Like I said, it seemed to go over pretty well. I also took part in the Minot Area Theatrical Society’s murder mystery fundraiser “Til Death Do Us Part,” one of those role-playing dinner party mysteries where people have to figure out whodunit by asking the cast questions and from clues that get revealed over the course of the night. That was fun but it’s exhausting presenting a character all night – especially one as ridiculous as the one I had – a gossipy, over-the-top society columnist. And yes, that might sound sort of familiar, but I ran out of material fast, so I just spent the night hinting at a bunch of scandalous nonsense I made up about all the other characters.

 

Somewhat more successful was the comedy I directed last spring – “Let’s Murder Marsha” by Monk Ferris.
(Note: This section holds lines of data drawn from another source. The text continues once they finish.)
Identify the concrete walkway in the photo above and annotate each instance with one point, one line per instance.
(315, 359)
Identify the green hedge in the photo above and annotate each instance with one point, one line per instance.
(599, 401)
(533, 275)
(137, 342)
Basically, a stockbroker tries to buy a birthday gift for his wife guaranteed to knock her dead. She gets the wrong idea entirely and the whole plot spins completely out of hand. My lead actor took an award for outstanding actor and the show itself was named best show for 2010, so I felt pretty good about that.

 

COMING UP

 

Overall I’d say this year had a lot of challenges, but there were some bright spots amid the difficulties and certainly it feels like there are some things to look forward to. Now that my feets seem to be working again I’m looking forward to getting a little bit more walking in, along with the occasional swim. And I’m currently prepping for a lifelong goal of playing George in our April production of “Who’s Afraid of Virginia Woolf?” and I have a good feeling about that.

 

So yeah, really, it’s all in how you look at it. Stay positive. As we recall in this season

of short days and hard times, when things are at their worst, they can only get better. Merry Christmas, and all the best heading into a brand new year. Enjoy!